An artificial virus capable of attacking superbug infections resistant to antibiotics has been bioengineered by researchers at University College London (UCL), National Physical Laboratory (NPL), University of Cambridge, University of Exeter and King’s College London.
The rise of superbugs is a serious concern in the medical community as bacteria evolve to evade existing treatments faster than new antibiotics can be developed. Rather than seeking out antibiotics that exist in nature, as has been the case with previous advances, the team of experts have designed one from the group up, inspired by viruses.
The findings, reported in ACS Nano, demonstrate how bioengineering and multi-modal measurements can offer and validate innovative solutions to healthcare, building on natural disease-fighting capabilities.

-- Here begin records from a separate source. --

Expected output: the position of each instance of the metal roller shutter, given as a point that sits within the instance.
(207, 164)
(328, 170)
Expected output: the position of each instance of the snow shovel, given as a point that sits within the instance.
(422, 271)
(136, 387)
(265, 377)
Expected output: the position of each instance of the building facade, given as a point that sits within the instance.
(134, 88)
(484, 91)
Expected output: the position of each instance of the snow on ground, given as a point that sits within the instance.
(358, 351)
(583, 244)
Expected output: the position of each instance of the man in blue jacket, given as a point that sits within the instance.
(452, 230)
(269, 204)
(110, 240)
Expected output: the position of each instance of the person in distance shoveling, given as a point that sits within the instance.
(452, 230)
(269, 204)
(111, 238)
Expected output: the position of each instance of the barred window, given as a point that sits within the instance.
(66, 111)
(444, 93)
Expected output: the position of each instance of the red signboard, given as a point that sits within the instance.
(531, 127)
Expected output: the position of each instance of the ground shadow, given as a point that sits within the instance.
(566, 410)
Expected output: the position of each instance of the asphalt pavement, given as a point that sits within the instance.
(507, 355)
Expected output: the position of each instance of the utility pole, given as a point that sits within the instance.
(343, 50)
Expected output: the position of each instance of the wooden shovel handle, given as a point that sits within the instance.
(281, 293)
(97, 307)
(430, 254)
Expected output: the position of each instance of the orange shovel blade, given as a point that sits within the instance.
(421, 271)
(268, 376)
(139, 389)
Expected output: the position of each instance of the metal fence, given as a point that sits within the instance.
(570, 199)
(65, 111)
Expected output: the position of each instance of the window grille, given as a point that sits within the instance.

Maxim Ryadnov, Area Science Leader at NPL said: “Viruses are geometric objects. They are like solid cages built from tiny blocks glued together with an atomistic precision. We take that shape, strip off their viral proteins, and are left with a template.”
To pursue such a feat, this interdisciplinary research team adopted the geometric principles of the virus architecture to engineer a synthetic biologic – protein Ψ-capsid – which assembles from a small molecular motif found in human cells. This motif can recognize pathogen-associated molecular patterns on bacterial surfaces but by itself is weakly antimicrobial. By contrast, each capsid, which comprises multiple copies of the motif, delivers an influx of high antimicrobial doses in its precise binding position on a bacterial cell.
Using a combination of nanoscale and single-cell imaging the team demonstrated that the capsids inflict irreparable damage to bacteria, rapidly converting into nanopores in their membranes and reaching intracellular targets. The capsids were equally effective in either of their chiral forms, which can render them invisible to the immune system of the host, killing different bacteria phenotypes and superbugs without cytotoxicity in vitro and in vivo.
At UCL, the scientists visualized how the capsids landed on their targets and next created nanometer-size holes, which ultimately are lethal to the bacteria. Katharine Hammond, research scientist at NPL and PhD student at UCL Physics & Astronomy, said: “By scanning a sharp tip over the membrane surface, just like a miniature finger would read Braille, we could trace the contours of the capsids on the membranes and observe in real time how they punctured holes in their target membranes.”
Ibolya Kepiro, Higher Research Scientist, NPL stated: “This research culminates our joint efforts to identify an antibacterial mechanism that could be free from the frustration of bacterial persistence. We believe that these findings hold promise for the systemic assessment of antimicrobial efficacy”.